Aed jokes
I would like to complain about the new sushi restaurant at Gatwick Airport. Although there were large portions going round on the conveyor, they did taste a bit like luggage.
So an orphan goes to the store and gets a bunch of cartons of milk.
The cashier goes, "Woah, why so much?"
The orphan goes, "My dad never came back with the milk, so, well, here we are!"
The Trump family are flying from New York to DC when Donald looks down on the cities below.
Trump: "I think I’ll throw a $1000 bill out the window and make some American happy."
Melania: "Oh honey, why not throw ten $100 bills out the window and make ten Americans happy?"
Ivanka: "Even better daddy, throw 100 ten dollar bills out the window and make 100 people happy."
Pilot: "Why don’t you all jump out the window and make the whole country happy?"
Hey, can I tell you a joke about pencils? Never mind, it's pointless.
How did Helen Keller's parents punish her?
They put doorknobs on a wall and said, "Open the door."
My mom told me to look for a bill in her file at her home office. Instead, I grabbed my sister's adoption papers.
If I eat a poisonous potato, it attacks my immune system and I die.
But if I poison a poisonous potato, then eat it, then I won't die because the potato is already dead and can't attack my immune system.
Who’s more excited than a kid on his birthday?
Jimmy Savile in a primary school playground.
Dude, has anyone made a joke about small foreheads? Oh wait... they would be nonexistent.
I had the WORST day ever. My ex was sent to the hospital from a gun, and I got my hunting license removed.
In other news, we are hearing of a nasty helicopter crash on the M4. Let's cross live to our eye-in-the-sky, Mark. Mark?
And to the parents of the lost boy named Timmy, we have found him, and now is your chance to make your escape. He really is a little shit, isn't he?

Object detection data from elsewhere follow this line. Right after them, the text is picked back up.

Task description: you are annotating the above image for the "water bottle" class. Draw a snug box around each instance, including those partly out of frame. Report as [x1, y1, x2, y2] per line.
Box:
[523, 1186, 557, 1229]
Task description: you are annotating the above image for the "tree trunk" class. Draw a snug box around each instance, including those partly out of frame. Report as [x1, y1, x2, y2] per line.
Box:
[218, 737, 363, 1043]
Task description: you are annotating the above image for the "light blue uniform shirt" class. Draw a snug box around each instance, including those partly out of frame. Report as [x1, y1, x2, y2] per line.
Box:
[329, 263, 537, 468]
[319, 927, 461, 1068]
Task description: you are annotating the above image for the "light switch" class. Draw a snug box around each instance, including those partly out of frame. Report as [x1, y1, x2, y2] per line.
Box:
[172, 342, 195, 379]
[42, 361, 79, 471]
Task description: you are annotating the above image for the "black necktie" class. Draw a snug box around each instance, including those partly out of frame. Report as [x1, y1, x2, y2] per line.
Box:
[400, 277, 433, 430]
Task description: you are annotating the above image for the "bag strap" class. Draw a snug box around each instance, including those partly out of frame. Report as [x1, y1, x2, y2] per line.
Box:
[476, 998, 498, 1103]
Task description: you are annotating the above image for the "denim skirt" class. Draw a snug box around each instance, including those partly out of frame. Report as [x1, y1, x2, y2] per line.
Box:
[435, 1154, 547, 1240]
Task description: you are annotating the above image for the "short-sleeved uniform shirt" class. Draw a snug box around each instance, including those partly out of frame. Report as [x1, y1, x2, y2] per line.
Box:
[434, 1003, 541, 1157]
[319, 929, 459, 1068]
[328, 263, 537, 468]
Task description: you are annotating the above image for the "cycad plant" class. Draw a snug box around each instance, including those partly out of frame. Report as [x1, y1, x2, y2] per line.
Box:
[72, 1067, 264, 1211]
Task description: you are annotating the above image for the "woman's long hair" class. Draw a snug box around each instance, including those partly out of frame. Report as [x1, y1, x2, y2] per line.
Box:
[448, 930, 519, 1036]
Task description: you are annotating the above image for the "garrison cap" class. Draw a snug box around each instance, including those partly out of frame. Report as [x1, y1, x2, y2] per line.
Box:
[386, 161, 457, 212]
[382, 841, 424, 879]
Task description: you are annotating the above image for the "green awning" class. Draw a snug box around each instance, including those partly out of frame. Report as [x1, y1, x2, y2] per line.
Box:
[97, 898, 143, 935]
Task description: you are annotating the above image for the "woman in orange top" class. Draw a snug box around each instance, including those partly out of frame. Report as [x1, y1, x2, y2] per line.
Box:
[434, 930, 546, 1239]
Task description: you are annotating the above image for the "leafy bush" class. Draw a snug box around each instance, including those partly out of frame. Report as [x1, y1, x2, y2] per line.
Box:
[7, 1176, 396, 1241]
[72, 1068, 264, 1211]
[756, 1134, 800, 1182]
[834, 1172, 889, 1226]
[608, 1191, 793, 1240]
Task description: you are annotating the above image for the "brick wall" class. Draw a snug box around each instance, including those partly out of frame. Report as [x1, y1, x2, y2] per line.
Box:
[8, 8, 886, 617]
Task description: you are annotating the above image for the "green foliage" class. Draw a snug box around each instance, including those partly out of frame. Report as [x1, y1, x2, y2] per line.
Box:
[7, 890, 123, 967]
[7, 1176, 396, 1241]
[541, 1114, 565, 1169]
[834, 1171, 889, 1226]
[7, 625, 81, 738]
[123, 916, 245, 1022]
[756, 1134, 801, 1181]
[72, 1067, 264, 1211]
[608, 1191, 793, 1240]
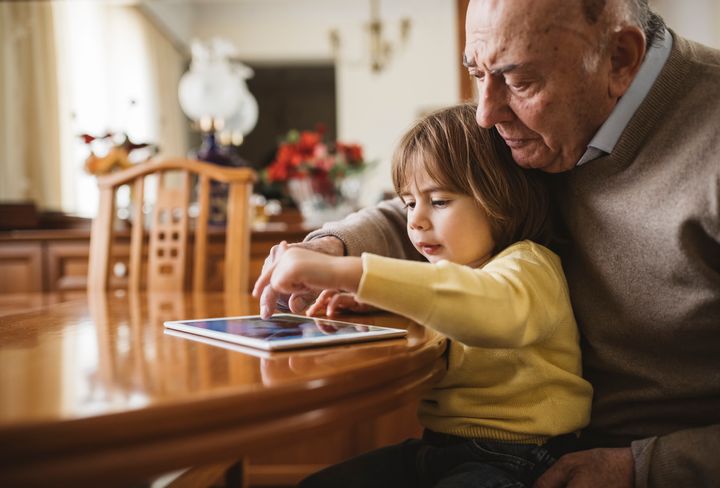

Welcome onboard Sexist Airlines. Everyone, please fasten your seatbelts now as we are switching to a female pilot.
Roses are red, I am very cool, You, on the other hand, Need to drown yourself in a pool.
Give a man a potato, he is full for a day.
Give a man a poisoned potato, he'll be full for the rest of his life.
If you have an overdose on a drug and die, then half of the least dose would be a lifetime supply.
My doctor said I could have up to 20 units a week. But now I've eaten half of my kitchen.
What do you get when you mix a fly and a rabbit?
Bugs Bunny!
What do you get when you cross a turkey and a centipede?
Drumsticks for everyone!
I would like to dedicate this song to a friend of mine, who was run over last week and is in hospital.
The wheels on the bus go round and round!